Raised in London and Reading, the rebellious young Nemko left school at age 15 and began working as a secretary at age 16. She moved to the United States at age 27 to experience the American jazz scene, living first in New York City and later in Los Angeles.
“I heard pretty much all the giants of jazz,” recalled Nemko, including Miles Davis, Duke Ellington and Herbie Hancock.
In 1973, Nemko launched her writing career on the encouragement of her mentor, composer-turned-critic Leonard Feather, who served as the Los Angeles Times’ chief jazz critic from the early 1960s until his death in 1994. The two collaborated on an article for DownBeat magazine.
Over the years, Nemko’s articles have appeared in various publications including the Los Angeles Times, DownBeat, JazzTimes and The Tribune.
She’s also published two previous books of poetry — 1991’s “Childless Mother” and 1999’s “Of Parrot and Paradigms” — as well as a 2005 collection of works by her group, Excavating Buried Treasure.
Nemko started Excavating Buried Treasure, which she described as a support group for artists of all kinds, in 2003. Members meet once a week to write, draw, dance and explore.
“We go into our inner world and pull out the things we want to express,” she explained.
Nemko employs the same inwardly focused approach to her poetry.

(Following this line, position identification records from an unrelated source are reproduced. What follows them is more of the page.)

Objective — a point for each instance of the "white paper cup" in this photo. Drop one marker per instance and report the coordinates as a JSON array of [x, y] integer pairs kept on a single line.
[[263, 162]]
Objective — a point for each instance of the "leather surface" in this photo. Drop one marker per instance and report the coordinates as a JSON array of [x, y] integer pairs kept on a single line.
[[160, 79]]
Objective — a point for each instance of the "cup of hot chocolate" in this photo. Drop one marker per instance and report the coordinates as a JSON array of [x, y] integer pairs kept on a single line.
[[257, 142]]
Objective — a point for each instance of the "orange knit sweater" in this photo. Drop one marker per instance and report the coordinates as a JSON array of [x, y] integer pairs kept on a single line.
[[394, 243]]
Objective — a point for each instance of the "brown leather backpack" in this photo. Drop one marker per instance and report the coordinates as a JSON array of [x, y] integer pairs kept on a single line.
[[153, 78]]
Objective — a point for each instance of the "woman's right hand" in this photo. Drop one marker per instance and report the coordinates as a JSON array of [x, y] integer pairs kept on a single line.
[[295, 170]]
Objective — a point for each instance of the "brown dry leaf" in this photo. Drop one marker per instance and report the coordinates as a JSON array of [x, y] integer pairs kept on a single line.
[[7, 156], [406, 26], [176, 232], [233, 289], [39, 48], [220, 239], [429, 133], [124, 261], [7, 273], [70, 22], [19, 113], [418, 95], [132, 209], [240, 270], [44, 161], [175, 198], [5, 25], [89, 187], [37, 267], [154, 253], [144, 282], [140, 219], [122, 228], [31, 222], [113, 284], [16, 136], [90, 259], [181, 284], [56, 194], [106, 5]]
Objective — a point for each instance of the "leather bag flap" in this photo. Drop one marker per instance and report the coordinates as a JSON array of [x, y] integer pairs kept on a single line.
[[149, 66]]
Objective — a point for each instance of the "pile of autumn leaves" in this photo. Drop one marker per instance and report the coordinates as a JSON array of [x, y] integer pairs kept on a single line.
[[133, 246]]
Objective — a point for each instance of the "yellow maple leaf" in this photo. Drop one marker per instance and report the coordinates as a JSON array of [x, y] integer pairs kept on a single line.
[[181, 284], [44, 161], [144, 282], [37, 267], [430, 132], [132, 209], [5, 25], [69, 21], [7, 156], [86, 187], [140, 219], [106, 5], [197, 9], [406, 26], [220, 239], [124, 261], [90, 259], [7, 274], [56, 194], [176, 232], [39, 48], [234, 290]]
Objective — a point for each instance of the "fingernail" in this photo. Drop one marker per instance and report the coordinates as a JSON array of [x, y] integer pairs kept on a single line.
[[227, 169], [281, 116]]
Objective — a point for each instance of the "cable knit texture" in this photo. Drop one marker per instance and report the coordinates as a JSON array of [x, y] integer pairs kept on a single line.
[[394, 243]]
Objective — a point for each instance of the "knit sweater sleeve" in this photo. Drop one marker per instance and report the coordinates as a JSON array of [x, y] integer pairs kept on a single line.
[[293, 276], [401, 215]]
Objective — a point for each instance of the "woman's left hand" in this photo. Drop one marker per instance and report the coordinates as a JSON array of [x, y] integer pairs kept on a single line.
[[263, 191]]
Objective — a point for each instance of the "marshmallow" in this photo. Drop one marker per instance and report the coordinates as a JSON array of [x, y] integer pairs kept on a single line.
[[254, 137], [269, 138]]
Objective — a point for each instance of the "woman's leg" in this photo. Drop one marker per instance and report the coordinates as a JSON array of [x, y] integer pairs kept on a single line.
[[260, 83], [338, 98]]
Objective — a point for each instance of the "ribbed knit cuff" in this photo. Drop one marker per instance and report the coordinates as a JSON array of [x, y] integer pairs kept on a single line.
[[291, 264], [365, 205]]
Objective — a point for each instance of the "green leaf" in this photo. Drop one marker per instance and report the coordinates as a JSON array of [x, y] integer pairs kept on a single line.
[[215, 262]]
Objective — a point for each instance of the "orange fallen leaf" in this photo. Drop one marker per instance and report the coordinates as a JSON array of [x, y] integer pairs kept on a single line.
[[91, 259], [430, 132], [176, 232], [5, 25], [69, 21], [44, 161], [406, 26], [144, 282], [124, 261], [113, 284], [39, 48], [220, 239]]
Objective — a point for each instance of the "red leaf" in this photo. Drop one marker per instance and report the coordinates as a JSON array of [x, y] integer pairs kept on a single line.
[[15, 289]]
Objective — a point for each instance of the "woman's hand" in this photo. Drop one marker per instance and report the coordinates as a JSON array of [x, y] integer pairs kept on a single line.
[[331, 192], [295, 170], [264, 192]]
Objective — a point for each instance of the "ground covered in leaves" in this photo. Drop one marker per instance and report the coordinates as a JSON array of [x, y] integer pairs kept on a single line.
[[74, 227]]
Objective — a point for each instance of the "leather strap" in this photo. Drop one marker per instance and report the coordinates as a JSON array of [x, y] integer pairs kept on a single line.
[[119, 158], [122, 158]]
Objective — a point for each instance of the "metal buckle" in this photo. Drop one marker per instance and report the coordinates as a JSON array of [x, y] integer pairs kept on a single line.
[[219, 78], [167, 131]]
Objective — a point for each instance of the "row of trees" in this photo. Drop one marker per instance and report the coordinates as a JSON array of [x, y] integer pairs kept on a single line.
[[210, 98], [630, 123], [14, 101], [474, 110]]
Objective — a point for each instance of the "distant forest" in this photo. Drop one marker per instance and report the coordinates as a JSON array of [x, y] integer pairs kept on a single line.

“The poetry I write could come from anywhere in the world because it’s mostly from my inner workings,” she said. “My influence is pretty much all from within.”
That said, she doesn’t mind having a soundtrack for her creative process.
“If I hear music often, it will rush me to the paper to write something,” said Nemko, whose tastes include jazz, classical and rock ’n’ roll.
“I feel that all my poems share a certain musicality,” she added in an email. “They have a rhythm which I believe comes from the fact that I started writing as I was listening to the music ”
With “Transitions,” Nemko celebrates 75 years of creativity while looking forward to the future.
“I know there’s more to come,” she said.